If this joint vocational facility was to go into operation, it had to have a sponsoring board of education. The first sponsoring board of education was Niles City Schools: it was followed by Hubbard Exempted Village School District. Each school system that wanted to belong to the joint vocational school district had to send a letter of intent to join the district. Those letters of intent were turned over to the State Board of Education. In August of 1966, the first board of education was organized for the Trumbull County Joint Vocational School District.
In 1974, the original vocational district was to dissolve. The Gordon D. James Career Center was built in Lordstown. This vocational district would include Mineral Ridge, Niles City Schools, Lordstown, McDonald, and Howland. At the same time the school districts of Hubbard, Newton Falls, Champion, Southington, Fowler-Vienna, Bloomfield-Mespo, and Farmington reorganized in the in the district of the Trumbull County Joint Vocational School.
In 1975 a multi-purpose levy was passed. The school districts of LaBrae, Bristol, Maplewood, Badger, Liberty, Girard, Lakeview, and Brookfield would join the Trumbull County Joint Vocational School District. These fifteen school districts would be under the guidance of Leo Difford, who was the Trumbull County's Director of Vocational Education in the Trumbull County Joint Vocational School District and who later became superintendent of that district.
After the levy passed, the process of the actual building of the facility began. Eighty-two acres of property on Mahoning Avenue had been selected for the site of the vocational school.
The groundbreaking of the Trumbull County Joint Vocational School occurred on April 15, 1977. There are 240,000 square feet of space in the building. There are four acres of ground under its roof, and a total of eighteen acres combining the parking lot and the building.
The total cost of this facility was 9.5 million dollars of which 4.84 million dollars came from the multi-purpose levy. Matching funds from the State of Ohio totaled 4.61 million dollars.

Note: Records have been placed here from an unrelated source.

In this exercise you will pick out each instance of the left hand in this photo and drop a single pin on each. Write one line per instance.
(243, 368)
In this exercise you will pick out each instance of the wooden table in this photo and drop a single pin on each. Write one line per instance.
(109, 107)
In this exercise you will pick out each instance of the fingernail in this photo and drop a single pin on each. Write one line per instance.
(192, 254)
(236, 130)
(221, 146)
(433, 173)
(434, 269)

Of the 49 vocational districts in the State of Ohio, Trumbull County was one of the last vocational facilities to go into operation. The Trumbull County Joint Vocational School opened its doors to students on September 6, 1978; dedication ceremonies occurred on November 12, 1978. Board members at the time of the dedication included: Thomas M. Cooksey, Jr., President; Stanley Woofter, Vice President; Ronnie L. Burke; Marjorie Fenton; Beverly A. Friend; Ray L. Hicks; Albert Nye; and Beverly A. Richards, Treasurer.
Ohio is one of the few states which have a diversified and complete program in vocational education. With the completion of the Trumbull County Joint Vocational School, 97.4% of youths and adults have vocational education available to them to gain the necessary skills and technical knowledge to obtain a job or to prepare to advance to a better job.